Sequence the human genome. Put a man on the Moon.
These grand challenges were equally audacious. They both involved thousands of scientists working on projects of unprecedented scale in each respective field. The timelines behind these projects were audacious as well.
Send a man to the Moon in one decade. Sequence the human genome in 15 years.
The genome was sequenced ahead of schedule. It took 13 years. But the work didn’t exactly stop there. The Human Genome Project gave us the genomic blueprint, the ordering of the letters of our genome—all three billion of them. Scientists then had to try to “read those letters, understand that language, figure out that grammar,” explains Eric Green, director of the National Human Genome Research Institute.
This challenge required the development of computational methods that would allow scientists to interpret which parts of these three billion letters “are actually doing something biologically important,” Green told Big Think in a recent interview. For instance, what role do differences in genomes play in human disease? That’s the great frontier in biomedical research.
The scientific advances, however, “are coming fast and furious,” Green says, and so it is becoming increasingly important for the general public to become familiar with aspects of genomics that will impact “routine medical care in profound ways.”
This realization led Green to initiate a partnership with the National Museum of Natural History at the Smithsonian and the debut of an exhibition called “Genome: Unlocking Life’s Code” on the tenth anniversary of the completion of the Human Genome Project.

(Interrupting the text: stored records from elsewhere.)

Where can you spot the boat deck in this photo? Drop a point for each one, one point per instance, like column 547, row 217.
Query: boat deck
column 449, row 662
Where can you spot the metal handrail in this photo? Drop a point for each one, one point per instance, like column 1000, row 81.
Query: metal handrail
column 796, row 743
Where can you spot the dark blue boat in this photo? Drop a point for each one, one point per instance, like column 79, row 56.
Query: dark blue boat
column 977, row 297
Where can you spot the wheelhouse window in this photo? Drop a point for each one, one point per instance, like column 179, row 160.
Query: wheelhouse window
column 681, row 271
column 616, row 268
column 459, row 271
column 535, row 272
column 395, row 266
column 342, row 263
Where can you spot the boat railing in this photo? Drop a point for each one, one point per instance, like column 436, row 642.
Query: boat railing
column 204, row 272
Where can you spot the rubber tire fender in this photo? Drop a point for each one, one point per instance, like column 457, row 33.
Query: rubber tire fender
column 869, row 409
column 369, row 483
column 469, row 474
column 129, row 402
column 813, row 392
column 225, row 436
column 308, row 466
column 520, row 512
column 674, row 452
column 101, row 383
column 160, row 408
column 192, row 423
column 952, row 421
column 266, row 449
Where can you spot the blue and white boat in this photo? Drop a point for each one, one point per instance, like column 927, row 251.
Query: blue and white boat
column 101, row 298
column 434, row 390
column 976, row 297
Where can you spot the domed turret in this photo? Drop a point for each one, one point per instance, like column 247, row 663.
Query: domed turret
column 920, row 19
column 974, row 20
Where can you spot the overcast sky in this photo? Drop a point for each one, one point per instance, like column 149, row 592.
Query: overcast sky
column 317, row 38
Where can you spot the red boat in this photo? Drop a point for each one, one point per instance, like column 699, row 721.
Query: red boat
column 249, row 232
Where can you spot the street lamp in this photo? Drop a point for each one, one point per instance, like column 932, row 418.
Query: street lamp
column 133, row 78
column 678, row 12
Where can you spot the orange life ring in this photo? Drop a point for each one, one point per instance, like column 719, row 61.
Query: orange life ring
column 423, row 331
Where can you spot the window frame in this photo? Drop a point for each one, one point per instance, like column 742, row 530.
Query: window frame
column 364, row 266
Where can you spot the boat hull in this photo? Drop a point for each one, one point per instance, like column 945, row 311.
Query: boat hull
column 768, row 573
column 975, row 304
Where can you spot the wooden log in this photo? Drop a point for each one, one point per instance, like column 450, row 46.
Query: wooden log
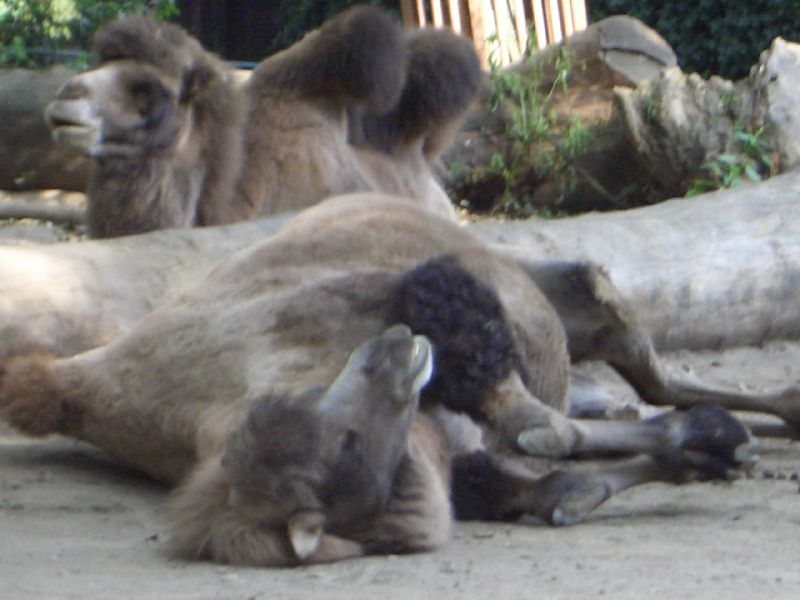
column 714, row 271
column 717, row 270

The multimedia exhibition—on view at the National Museum of Natural History through Sept. 1, 2014—is designed to provide the general public with the most cutting edge information.
So how will the genomic revolution affect your life?

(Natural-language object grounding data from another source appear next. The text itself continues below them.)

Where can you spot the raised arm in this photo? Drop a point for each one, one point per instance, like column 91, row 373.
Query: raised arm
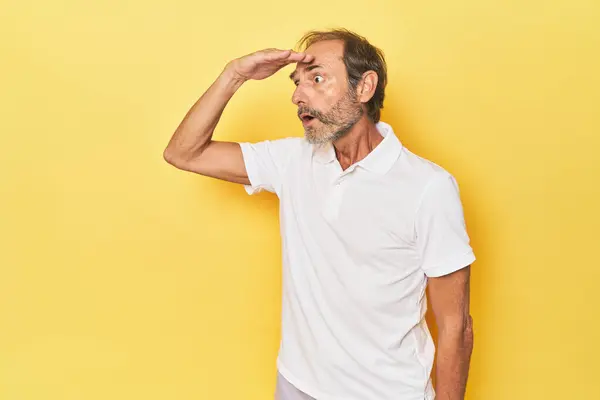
column 192, row 148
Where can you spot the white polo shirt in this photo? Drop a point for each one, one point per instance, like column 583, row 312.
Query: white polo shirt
column 358, row 246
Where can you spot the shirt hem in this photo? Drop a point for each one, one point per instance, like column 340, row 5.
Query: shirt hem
column 452, row 265
column 310, row 391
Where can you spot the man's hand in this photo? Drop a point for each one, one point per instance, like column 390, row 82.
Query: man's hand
column 262, row 64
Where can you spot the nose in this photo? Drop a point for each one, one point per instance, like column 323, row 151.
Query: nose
column 299, row 96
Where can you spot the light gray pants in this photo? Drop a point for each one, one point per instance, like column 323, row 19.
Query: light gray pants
column 286, row 391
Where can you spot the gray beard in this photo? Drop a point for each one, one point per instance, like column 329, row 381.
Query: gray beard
column 340, row 132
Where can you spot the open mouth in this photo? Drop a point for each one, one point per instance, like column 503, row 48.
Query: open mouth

“Nobody ever keeps up with Moore’s Law except the computer industry,” says Green, referring to the observation that computer processing power doubles roughly every 18 months.

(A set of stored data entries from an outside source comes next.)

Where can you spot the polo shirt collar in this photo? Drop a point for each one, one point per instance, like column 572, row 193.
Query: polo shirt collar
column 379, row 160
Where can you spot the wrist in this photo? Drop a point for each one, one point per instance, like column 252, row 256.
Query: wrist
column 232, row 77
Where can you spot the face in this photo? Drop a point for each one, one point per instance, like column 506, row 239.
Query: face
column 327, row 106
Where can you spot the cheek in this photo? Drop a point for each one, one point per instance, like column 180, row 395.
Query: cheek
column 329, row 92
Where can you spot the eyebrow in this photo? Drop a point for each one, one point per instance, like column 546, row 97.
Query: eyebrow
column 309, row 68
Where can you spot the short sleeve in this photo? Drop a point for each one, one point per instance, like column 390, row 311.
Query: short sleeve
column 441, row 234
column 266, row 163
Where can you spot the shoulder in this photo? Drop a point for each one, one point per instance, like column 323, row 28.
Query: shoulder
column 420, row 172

Even by using “the old fashioned method” of DNA sequencing, Green says the genome project kept up with Moore’s Law quite effectively. Now that sequencing methods have been sufficiently industrialized, progress in the field of genomics has actually outpaced Moore’s Law.
In the video below, Green explains how new technologies for sequencing DNA are becoming increasingly small and increasingly cheap. One such device plugs into the USB port of a laptop computer. “I’m told it can sequence a human genome in something like a day,” Green says.
Watch the video here:
“Genome: Unlocking Life’s Code” will be on view at the National Museum of Natural History through Sept. 1, 2014, when it will begin a tour of venues throughout North America.